Russian tech firm Yandex just took over Uber's ride-sharing operations in its home country, but the company isn't stopping there. Like its American counterpart, Yandex has its own self-driving car development program, and it appears to be making progress.
Yandex released a new video of its two Toyota Prius V development mules driving around in snowy conditions. Winter weather is challenging for self-driving cars not only because of reduced traction but because snow can obscure the lane markings autonomous vehicles rely on as a visual cue to orient themselves. Winter capability is particularly important for Yandex, which hopes to develop an autonomous ride-sharing service in Russia, a country known for harsh winters.
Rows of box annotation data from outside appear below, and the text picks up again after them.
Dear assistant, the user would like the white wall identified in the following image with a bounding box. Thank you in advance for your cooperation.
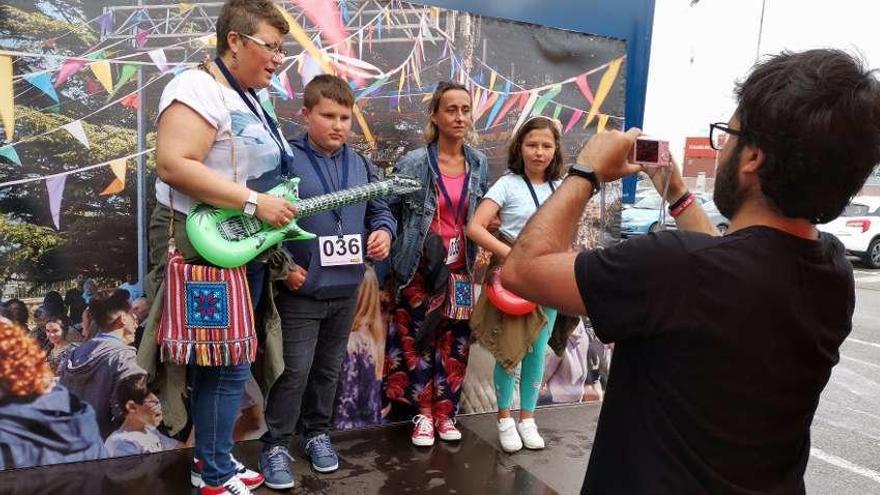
[644,0,880,162]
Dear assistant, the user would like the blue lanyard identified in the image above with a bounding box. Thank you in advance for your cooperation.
[428,143,471,223]
[214,57,287,160]
[520,175,556,210]
[303,140,349,235]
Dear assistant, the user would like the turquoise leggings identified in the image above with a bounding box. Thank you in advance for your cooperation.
[494,307,556,412]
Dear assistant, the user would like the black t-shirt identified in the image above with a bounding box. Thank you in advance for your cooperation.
[575,227,855,494]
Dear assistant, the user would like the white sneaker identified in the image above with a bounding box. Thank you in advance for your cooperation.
[516,418,544,450]
[498,418,522,453]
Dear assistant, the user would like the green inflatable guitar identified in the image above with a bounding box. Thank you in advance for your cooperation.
[186,175,422,268]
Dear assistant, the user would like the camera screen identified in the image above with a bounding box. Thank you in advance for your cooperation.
[636,139,660,163]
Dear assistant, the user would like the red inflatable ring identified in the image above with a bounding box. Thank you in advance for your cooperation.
[485,266,538,316]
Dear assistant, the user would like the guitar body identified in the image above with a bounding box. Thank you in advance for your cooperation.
[186,175,422,268]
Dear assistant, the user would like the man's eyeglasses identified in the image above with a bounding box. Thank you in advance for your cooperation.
[238,33,287,58]
[709,122,742,151]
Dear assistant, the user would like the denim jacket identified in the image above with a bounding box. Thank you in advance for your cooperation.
[390,146,489,289]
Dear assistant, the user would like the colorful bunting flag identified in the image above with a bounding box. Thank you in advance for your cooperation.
[586,57,623,125]
[0,144,21,166]
[24,72,58,103]
[0,55,15,141]
[98,158,127,196]
[119,92,141,110]
[565,110,584,134]
[46,175,67,230]
[89,60,113,93]
[574,74,594,105]
[61,120,91,149]
[147,48,168,73]
[134,29,150,48]
[54,59,86,88]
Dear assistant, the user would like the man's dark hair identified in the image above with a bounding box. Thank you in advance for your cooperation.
[736,49,880,223]
[303,74,354,110]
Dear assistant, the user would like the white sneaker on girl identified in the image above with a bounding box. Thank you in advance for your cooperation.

The conditions Yandex's self-driving cars negotiate in this video aren't exactly extreme; at times there isn't even any snow on the roads. The cars perform basic functions like avoiding other vehicles and pedestrians and making smooth stops. With so many companies testing self-driving cars, it's more a demonstration of minimal competence than of technological boundaries being pushed.
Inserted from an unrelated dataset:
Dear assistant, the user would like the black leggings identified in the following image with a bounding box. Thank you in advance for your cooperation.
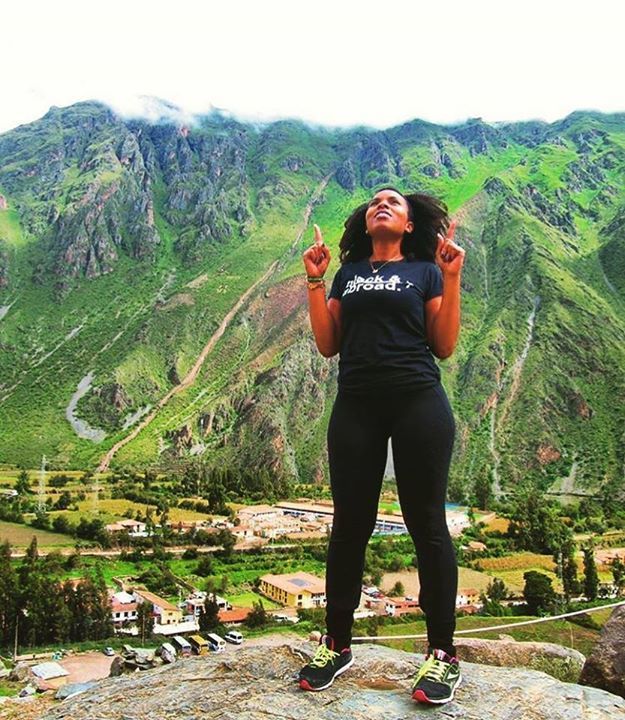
[326,385,458,655]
For self-driving cars to replace human drivers, it goes without saying that they will have to function in all kinds of weather. With most U.S. autonomous-car testing taking place in and around Silicon Valley, winter weather is not something most cars will encounter on a daily basis. But companies are accounting for that.
Ford and General Motors test self-driving cars year round in Michigan and Ford has already conducted dedicated snow testing. Waymo will bring some of its autonomous Chrysler Pacifica Hybrid minivans to Michigan this winter for testing as well. To improve the technology, autonomous cars dashing through the snow will have to become a more common sight.